Nothing makes theatrical exhibitors more nervous than messing with their distribution windows.
But Walt Disney CEO Bob Iger did just that this week, when he implied following the release of the company’s earnings that the studio would start shortening the theatrical window for its movies.
"The problem with waiting these days is that you’re dealing with a much more competitive marketplace than ever before," Iger told CNBC in an interview after the company’s quarterly numbers were reported.
"The sooner we put a product into the marketplace — the less vulnerable we are to piracy."
Exhibitors were furious, TheWrap has learned, and Disney has quickly been tap-dancing to clean up around Iger’s remarks.
"It is important for us to maintain a healthy business on the exhibition side and a healthy business on the home video side,” distribution president Bob Chapek said in a written statement. “We remain committed to theatrical windows, with the need for exceptions to accommodate a shortened time frame on a case-by-case basis.”
It all started with a negotation by Disney with theater owners, to shorten the normal release window from four months to about three, to allow the studio to release the DVD earlier.
But that’s as far as it was supposed to go.
Instead, last Tuesday Iger implied that the recent decision to shorten the theatrical release window of the studio’s upcoming "Alice in Wonderland" was the start of a long-term shift in Disney’s approach to distribution.
Exhibitors — who had only consented to the shortened release because they felt that Disney’s need to ramp up the film’s DVD debut represented an exceptional circumstance — were stunned, an exhibition executive told TheWrap.
Disney declined to comment for this article.
"Alice" is an example of ongoing efforts by distributors to bolster the sagging DVD sales and rental markets by experimenting with shorter theatrical releases for high-profile films.
Disney wants to release "Alice" on DVD just three months after its March 5 debut, a month ahead of the standard four-month window.
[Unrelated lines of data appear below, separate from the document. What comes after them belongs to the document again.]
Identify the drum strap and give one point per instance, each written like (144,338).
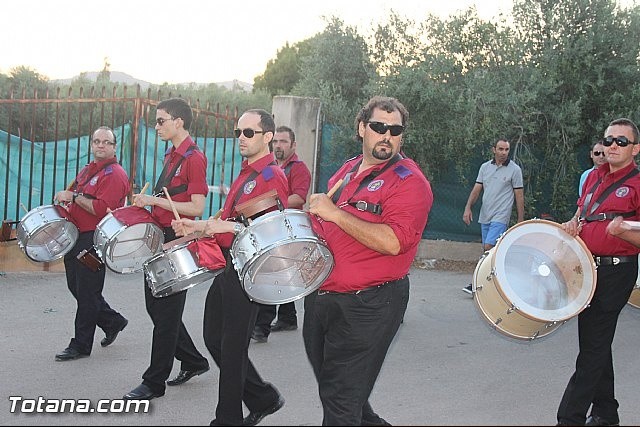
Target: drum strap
(359,204)
(166,175)
(250,178)
(591,207)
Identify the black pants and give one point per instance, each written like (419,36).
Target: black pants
(592,383)
(86,287)
(267,313)
(346,337)
(229,318)
(170,336)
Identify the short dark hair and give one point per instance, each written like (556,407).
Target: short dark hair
(384,103)
(178,108)
(115,140)
(266,119)
(626,122)
(287,129)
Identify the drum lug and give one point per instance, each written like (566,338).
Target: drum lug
(254,241)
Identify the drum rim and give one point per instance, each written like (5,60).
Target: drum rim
(23,234)
(508,297)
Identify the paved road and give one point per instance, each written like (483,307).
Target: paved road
(446,366)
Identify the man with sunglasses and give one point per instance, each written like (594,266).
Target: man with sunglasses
(500,181)
(611,193)
(372,224)
(229,315)
(100,186)
(299,179)
(598,158)
(184,176)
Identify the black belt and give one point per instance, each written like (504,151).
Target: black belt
(614,260)
(370,288)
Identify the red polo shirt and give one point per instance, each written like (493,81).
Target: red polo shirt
(192,172)
(269,176)
(299,176)
(107,184)
(405,197)
(624,199)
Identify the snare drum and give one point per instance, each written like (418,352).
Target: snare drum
(127,237)
(535,279)
(46,233)
(279,258)
(176,269)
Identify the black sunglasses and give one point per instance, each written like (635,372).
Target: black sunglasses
(382,128)
(620,140)
(249,133)
(160,121)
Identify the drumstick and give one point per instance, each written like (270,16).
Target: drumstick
(335,188)
(173,207)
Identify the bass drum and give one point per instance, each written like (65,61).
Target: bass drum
(46,233)
(535,279)
(279,258)
(634,299)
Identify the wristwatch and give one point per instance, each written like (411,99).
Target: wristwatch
(237,228)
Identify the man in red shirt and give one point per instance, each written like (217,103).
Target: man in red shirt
(229,315)
(299,179)
(610,194)
(184,175)
(100,186)
(372,225)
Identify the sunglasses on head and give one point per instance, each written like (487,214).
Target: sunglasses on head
(620,140)
(248,133)
(160,121)
(382,128)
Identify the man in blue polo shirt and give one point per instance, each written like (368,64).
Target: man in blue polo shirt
(501,181)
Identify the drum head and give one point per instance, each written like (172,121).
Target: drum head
(543,271)
(287,272)
(44,235)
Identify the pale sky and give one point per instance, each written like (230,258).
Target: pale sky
(186,40)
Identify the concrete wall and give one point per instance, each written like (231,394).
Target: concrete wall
(303,116)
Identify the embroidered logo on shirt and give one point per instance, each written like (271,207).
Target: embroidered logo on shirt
(249,186)
(622,191)
(375,185)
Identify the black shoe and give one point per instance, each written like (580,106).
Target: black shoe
(283,326)
(594,420)
(111,337)
(258,336)
(184,376)
(142,392)
(69,353)
(255,417)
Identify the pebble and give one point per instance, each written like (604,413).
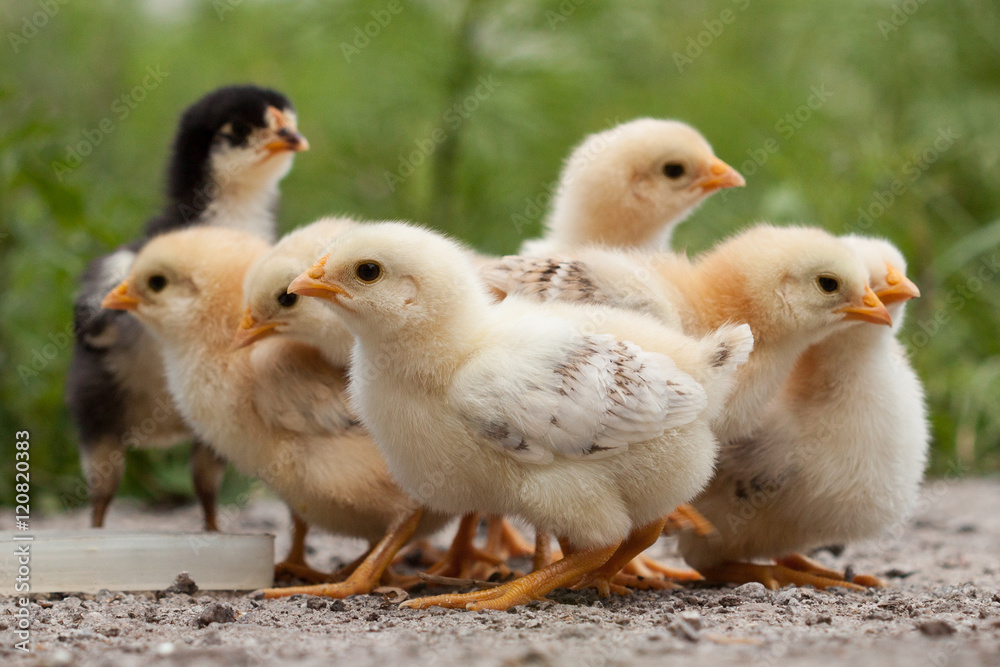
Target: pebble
(217,612)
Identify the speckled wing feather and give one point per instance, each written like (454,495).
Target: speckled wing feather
(297,390)
(591,398)
(544,278)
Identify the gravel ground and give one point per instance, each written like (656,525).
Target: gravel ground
(942,607)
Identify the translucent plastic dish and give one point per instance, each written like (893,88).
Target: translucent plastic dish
(86,561)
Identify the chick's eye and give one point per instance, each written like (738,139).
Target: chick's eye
(157,282)
(368,272)
(828,284)
(673,170)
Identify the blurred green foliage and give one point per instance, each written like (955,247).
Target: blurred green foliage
(822,105)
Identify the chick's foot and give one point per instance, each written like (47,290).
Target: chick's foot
(803,563)
(534,586)
(772,576)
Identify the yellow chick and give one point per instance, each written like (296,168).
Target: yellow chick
(588,422)
(276,410)
(838,455)
(629,186)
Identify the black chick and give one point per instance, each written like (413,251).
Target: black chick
(232,148)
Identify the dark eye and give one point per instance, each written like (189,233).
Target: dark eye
(368,272)
(157,282)
(828,284)
(673,170)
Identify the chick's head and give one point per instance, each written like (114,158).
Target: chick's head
(788,281)
(393,280)
(233,138)
(185,285)
(886,268)
(645,175)
(269,308)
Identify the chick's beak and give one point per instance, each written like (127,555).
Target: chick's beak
(286,135)
(869,310)
(120,299)
(250,330)
(719,175)
(314,283)
(900,287)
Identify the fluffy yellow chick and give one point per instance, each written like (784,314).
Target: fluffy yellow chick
(588,422)
(276,410)
(838,456)
(629,186)
(792,285)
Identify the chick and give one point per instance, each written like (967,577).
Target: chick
(792,285)
(232,148)
(276,409)
(629,186)
(838,456)
(547,412)
(271,310)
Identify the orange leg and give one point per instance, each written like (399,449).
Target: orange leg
(462,554)
(772,576)
(638,541)
(534,586)
(294,566)
(368,574)
(805,564)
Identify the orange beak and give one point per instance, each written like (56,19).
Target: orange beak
(869,310)
(250,331)
(120,299)
(287,136)
(900,287)
(720,175)
(312,283)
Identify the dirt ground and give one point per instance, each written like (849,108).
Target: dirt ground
(941,607)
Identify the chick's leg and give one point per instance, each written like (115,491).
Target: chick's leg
(103,463)
(605,578)
(207,470)
(772,576)
(294,565)
(463,554)
(367,575)
(802,563)
(521,591)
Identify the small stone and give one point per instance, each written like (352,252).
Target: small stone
(58,658)
(730,601)
(936,628)
(182,584)
(692,618)
(217,612)
(754,590)
(164,649)
(683,630)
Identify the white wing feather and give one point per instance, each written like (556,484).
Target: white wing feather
(590,399)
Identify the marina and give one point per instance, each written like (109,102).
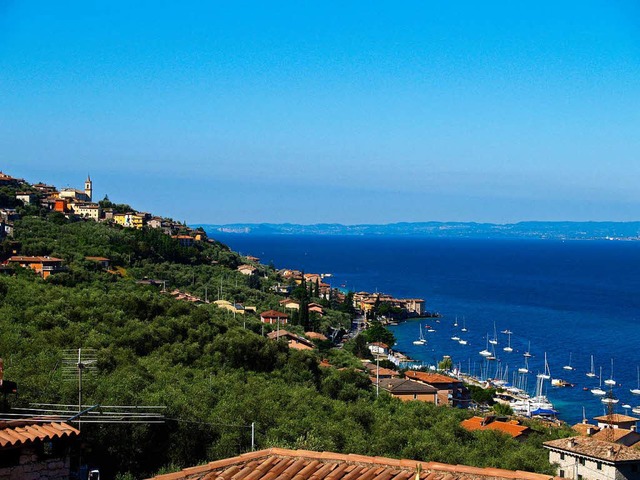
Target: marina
(555,297)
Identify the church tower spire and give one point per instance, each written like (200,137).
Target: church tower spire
(88,187)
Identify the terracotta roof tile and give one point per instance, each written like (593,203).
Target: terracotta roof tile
(21,432)
(307,465)
(591,447)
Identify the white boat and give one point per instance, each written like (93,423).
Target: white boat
(591,373)
(598,390)
(636,391)
(568,366)
(421,340)
(486,352)
(508,347)
(610,380)
(546,375)
(494,340)
(524,369)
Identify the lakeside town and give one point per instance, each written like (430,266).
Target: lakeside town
(607,448)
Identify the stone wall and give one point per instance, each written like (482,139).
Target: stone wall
(32,467)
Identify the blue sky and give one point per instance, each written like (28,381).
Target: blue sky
(351,112)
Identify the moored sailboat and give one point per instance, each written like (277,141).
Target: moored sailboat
(636,391)
(508,347)
(591,373)
(421,340)
(568,366)
(598,390)
(610,380)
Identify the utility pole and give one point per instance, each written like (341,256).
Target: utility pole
(377,375)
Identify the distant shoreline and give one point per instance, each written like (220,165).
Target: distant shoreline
(604,231)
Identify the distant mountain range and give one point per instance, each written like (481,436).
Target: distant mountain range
(541,230)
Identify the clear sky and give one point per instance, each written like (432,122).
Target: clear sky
(350,112)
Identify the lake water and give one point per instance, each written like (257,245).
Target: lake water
(569,299)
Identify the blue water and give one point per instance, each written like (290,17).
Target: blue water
(572,297)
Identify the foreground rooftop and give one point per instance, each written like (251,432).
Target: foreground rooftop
(306,465)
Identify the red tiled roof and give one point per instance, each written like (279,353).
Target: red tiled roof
(591,447)
(306,465)
(616,418)
(479,423)
(273,314)
(315,336)
(19,258)
(432,378)
(617,434)
(21,432)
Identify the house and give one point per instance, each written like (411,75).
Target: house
(73,194)
(61,205)
(274,317)
(616,420)
(43,266)
(512,428)
(316,308)
(586,458)
(407,390)
(184,240)
(295,341)
(451,391)
(8,180)
(86,210)
(247,269)
(378,348)
(46,190)
(316,336)
(36,449)
(27,198)
(102,261)
(289,303)
(376,371)
(622,436)
(307,465)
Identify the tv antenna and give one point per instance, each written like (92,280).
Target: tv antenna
(75,364)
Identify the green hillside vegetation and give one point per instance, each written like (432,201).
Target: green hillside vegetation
(214,372)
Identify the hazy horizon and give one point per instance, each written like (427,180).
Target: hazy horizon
(353,113)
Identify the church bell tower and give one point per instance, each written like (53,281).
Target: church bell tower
(88,187)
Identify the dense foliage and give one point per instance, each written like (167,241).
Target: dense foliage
(215,373)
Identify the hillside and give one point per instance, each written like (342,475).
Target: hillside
(213,371)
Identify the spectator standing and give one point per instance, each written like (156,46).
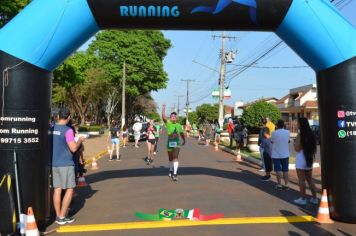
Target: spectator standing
(207,133)
(230,130)
(137,127)
(124,135)
(280,154)
(63,145)
(267,153)
(260,137)
(78,156)
(217,131)
(305,146)
(269,124)
(238,134)
(114,135)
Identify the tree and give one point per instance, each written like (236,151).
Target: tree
(193,118)
(79,84)
(143,52)
(253,114)
(207,112)
(10,8)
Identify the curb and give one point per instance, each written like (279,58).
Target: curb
(257,162)
(244,157)
(97,157)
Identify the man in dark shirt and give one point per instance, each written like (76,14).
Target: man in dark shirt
(63,145)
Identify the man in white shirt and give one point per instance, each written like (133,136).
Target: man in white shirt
(137,132)
(280,154)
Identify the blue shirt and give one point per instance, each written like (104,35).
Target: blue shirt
(266,144)
(61,154)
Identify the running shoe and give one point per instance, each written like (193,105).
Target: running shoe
(266,178)
(175,178)
(278,187)
(60,221)
(314,201)
(285,187)
(300,201)
(69,219)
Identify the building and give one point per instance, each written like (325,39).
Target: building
(300,102)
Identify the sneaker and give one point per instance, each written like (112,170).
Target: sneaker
(60,221)
(314,201)
(69,219)
(300,201)
(266,178)
(175,178)
(278,187)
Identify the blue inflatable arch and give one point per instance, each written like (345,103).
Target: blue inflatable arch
(46,32)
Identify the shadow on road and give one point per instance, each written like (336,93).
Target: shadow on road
(309,228)
(241,175)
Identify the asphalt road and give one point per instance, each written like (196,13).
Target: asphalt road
(209,180)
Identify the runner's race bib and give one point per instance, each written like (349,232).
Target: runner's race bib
(172,144)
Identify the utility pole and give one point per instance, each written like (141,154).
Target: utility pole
(187,100)
(123,111)
(222,75)
(178,110)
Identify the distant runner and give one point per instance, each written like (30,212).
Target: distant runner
(174,130)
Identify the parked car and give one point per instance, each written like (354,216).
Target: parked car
(316,132)
(131,135)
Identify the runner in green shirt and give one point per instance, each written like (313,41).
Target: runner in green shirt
(175,134)
(158,132)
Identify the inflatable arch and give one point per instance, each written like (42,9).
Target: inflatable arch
(46,32)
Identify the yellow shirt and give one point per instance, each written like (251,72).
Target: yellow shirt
(270,126)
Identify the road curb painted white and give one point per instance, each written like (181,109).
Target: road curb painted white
(255,161)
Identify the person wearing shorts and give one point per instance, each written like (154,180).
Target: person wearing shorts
(137,132)
(151,141)
(175,135)
(63,145)
(114,135)
(280,154)
(158,132)
(124,135)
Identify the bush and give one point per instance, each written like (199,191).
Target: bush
(253,114)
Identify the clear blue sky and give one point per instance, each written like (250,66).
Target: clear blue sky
(252,84)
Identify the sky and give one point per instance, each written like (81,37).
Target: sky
(254,83)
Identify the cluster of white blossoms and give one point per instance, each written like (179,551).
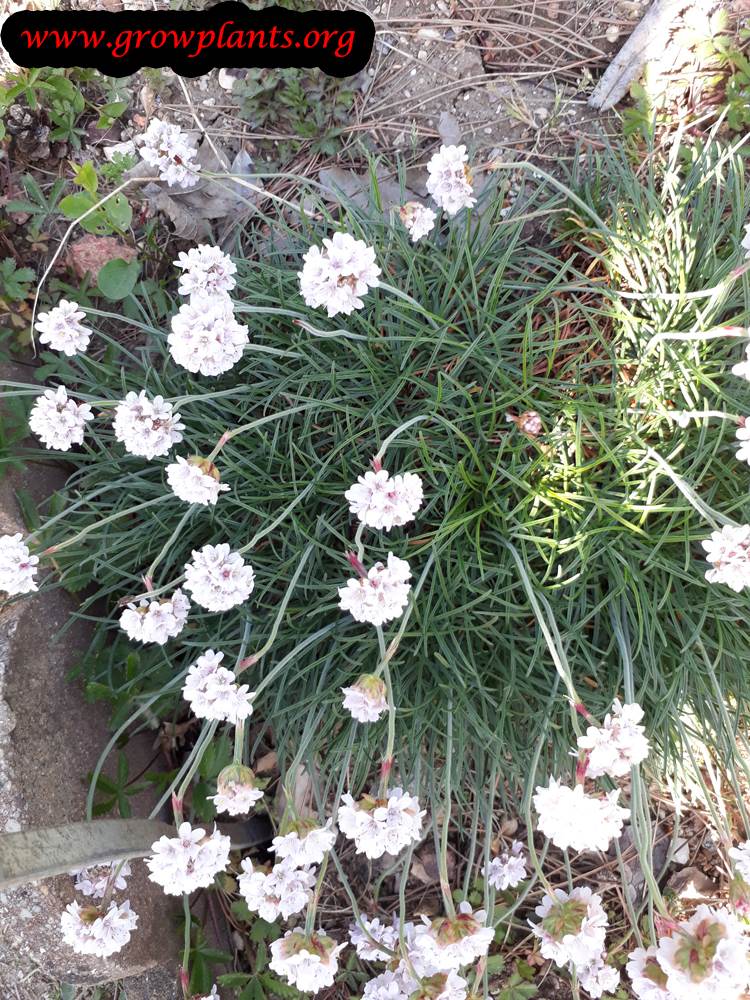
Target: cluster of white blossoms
(166,147)
(237,790)
(282,891)
(449,180)
(195,480)
(378,595)
(62,330)
(366,699)
(212,691)
(381,826)
(156,621)
(17,566)
(381,502)
(89,930)
(448,943)
(572,930)
(147,427)
(337,276)
(418,219)
(95,881)
(59,422)
(309,962)
(208,271)
(218,578)
(702,958)
(572,819)
(508,869)
(206,339)
(189,861)
(728,551)
(618,745)
(104,929)
(435,951)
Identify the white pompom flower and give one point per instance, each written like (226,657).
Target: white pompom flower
(213,693)
(58,421)
(572,927)
(366,699)
(206,271)
(339,275)
(618,745)
(237,790)
(189,861)
(418,219)
(167,148)
(147,427)
(17,566)
(218,578)
(508,869)
(449,180)
(195,480)
(206,339)
(156,621)
(283,891)
(88,930)
(728,552)
(381,826)
(308,962)
(377,595)
(380,501)
(62,330)
(572,819)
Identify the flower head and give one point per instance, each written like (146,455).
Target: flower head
(647,978)
(572,819)
(338,275)
(728,551)
(156,621)
(62,330)
(418,219)
(59,422)
(618,745)
(309,962)
(206,338)
(207,271)
(195,480)
(380,595)
(213,693)
(283,891)
(90,931)
(17,565)
(507,870)
(449,180)
(95,881)
(448,943)
(382,502)
(237,790)
(166,147)
(366,699)
(380,826)
(147,427)
(572,927)
(218,578)
(188,861)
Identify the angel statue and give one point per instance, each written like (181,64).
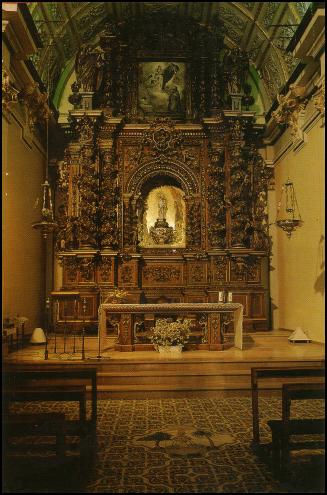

By doing that, the studio ensures that "Alice" will hit retailers at the beginning of June and not July, when the company feared a worldwide roll out would be dwarfed by the mania surrounding the month-long World Cup.
And Warner Bros. is hoping to shorten the window for its animated "Guardians of Ga’hoole."
Though Warner insists nothing is definite yet, it wants to have "Guardians" in theaters for only 86 days, starting on Sept. 24. It would thus be able to get the DVD in stores in time for the holiday season — a rare boom time for the beleaguered home entertainment market.
Some theater owners have balked at the idea of seeing their own profits take a hit so studios can move a few more Blu-rays. But recent negotiations between exhibitors and Disney and Warner Bros. show an effort on the part of both sides to show flexibility.
The two studios are being allowed to shave weeks from their release in exchange for having the two family friendly, 3D tentpoles hit multiplexes in the spring and early fall — traditionally a barren season for blockbusters.
Going forward, exhibitors say they are amenable to such arrangements — provided they be reserved for only one to two releases per studio every year.
Theater owners insist they recognize that DVD’s decline has changed the financial picture for studios and that studios may need to speed up home-video release dates or experiment with other tactics such as premiering certain films simultaneously on video on demand.
To give a sense of just how bleak things are for studios, last year DVD sales dropped 13 percent year-over-year to $8.73 billion, down from $10.06 billion in 2008, according to Adams Media Research, and the downward trend shows no sign of abating.
The move to find some common ground was initiated between the two camps after many exhibitors publicly groused about Paramount and Sony’s decisions to limit the theatrical runs of "G.I. Joe" and "Cloudy with a Chance of Meatballs" respectively.
Yet the detente was almost jeopardized by Iger’s recent comments — though Chapek’s clarification appeared to placate national distributors.
Internationally, however, Disney may have to smooth more ruffled feathers. Upset by the studio’s move to rein in the theatrical release window on "Alice," many of the United Kingdom’s major theater chains, including Odeon, Vue and Cineworld announced Friday that they may consider a boycott of the film.
As they represent 95 percent of the country’s 3D screens, it possible that they pose a bigger challenge to would-be blockbuster’s profitability than the World Cup.